The family dog, Kar, snuggles into a bed near his desk, also reporting for work. “Kar,” he explains, “is the Turkish word for snow.” Ozgen is Turkish.

She works with Gensler, a Raleigh architectural firm but also is involved with Schemata, something Clapp long contemplated opening.

“A schema is an organizational tool that our minds use to understand certain situations. Schemata, as its plural form in Greek, help bridge between images and concepts to facilitate that understanding. We seek to challenge traditional ways of thinking about architecture and space to create pleasing new forms of occupations and residences.”

Standing on the ground level, which still has relics of its farm-past, Clapp says they are still pondering how the unfinished footage may one day be used. But he very much likes the fact that the old feed bins and stalls where his grandparents kept a pony and other animals are visible. Palimpsest personified.

“I think architects are uniquely positioned to help expose hidden value through thoughtful design,” Clapp reflects.

He adds that the “Amazon-ized society and culture have come to equate the lowest price with the best value but this couldn’t be further from the truth . . . “I like to ask: ‘When’s the last time you were truly delighted by something?’ Architecture and the space that is designed within and around it has the ability to present that.”

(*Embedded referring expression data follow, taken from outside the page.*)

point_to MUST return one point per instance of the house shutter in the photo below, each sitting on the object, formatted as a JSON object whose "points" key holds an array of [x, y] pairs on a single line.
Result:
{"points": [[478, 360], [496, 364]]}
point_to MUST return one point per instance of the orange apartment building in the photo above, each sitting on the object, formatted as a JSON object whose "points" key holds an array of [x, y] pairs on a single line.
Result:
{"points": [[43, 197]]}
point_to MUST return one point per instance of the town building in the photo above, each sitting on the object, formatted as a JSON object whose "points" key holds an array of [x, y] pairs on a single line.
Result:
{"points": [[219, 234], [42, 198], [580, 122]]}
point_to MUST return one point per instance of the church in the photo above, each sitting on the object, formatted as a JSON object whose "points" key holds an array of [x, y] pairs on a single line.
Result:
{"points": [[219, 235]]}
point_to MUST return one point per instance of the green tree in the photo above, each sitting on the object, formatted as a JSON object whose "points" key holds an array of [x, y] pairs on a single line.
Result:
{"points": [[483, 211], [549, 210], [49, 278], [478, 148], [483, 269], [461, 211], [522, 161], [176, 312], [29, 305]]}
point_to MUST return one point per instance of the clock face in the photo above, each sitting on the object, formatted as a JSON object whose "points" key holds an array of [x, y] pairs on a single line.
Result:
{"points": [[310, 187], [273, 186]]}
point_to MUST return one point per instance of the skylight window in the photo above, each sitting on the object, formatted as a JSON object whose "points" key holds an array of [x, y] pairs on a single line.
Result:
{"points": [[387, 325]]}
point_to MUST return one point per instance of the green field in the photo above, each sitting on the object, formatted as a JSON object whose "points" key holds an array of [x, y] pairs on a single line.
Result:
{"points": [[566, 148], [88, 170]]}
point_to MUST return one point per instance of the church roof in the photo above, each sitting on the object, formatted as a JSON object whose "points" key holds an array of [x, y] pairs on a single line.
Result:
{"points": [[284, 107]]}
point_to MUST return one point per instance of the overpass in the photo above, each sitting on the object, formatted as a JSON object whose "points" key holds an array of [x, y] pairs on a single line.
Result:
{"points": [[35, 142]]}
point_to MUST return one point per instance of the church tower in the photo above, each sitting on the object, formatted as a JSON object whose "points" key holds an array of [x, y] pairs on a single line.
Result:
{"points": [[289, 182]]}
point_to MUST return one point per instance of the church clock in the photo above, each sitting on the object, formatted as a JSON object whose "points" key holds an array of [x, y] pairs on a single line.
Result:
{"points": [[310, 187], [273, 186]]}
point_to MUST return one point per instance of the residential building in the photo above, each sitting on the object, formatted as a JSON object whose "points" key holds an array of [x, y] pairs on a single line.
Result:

The grounds will change, too. Come spring, the couple envisions there will be planting in the field outside, just as there once was. Clapp says they are discussing planting pecans and mulberries. “A true Turkish breakfast will have mulberry jam,” something that he says Ozgen anticipates. The delicate mulberries are shaken from the branches, then caught in linen sheets before they hit the ground and are bruised, he explains.

Part of the poetics of architecture concern how man relates to the land. Clapp honors the place where his father and uncle came of age, and where his grandparents farmed.

“Christmas Day, we opened one of the few remaining canned jars of green beans from my grandmother,” he recalls. “She also made fresh apple pies,” he adds.

So inasmuch as Clapp is a philosopher, he too, is also a “maker,” just as he says.

Cynthia Adams is a contributing editor to O.Henry. Many of her happiest childhood moments were spent playing inside a Cabarrus County barn, observing life from the hayloft.

From Here to Ubiquity

Barn conversions are not uncommon in New England and certainly the U.K. But in the South, like the barn of my childhood, many have been lost, erased from the landscape by the ravages of time or a developer’s bulldozer. Ours fell to the latter.

Mike Cowhig is a longtime community planner with the City of Greensboro who works historic districts and guides the Historic Preservation Commission. He and Benjamin Briggs, the head of Preservation Greensboro, pondered how many barn conversions exist in Greensboro. Neither possesses an inventory of the county’s barns.

In an email, they mention the Carlson Farms barn conversion (part of the Greensboro Country Club), Stancil Farm, and Starlight Meadow, which is also near Whitsett. Then Briggs’ emails a quip about how such facilities often pop up and disappear, joking that anyone with a cow, a barn, and a golf cart is suddenly a wedding venue. There is something egalitarian about a barn, after all. — C.A.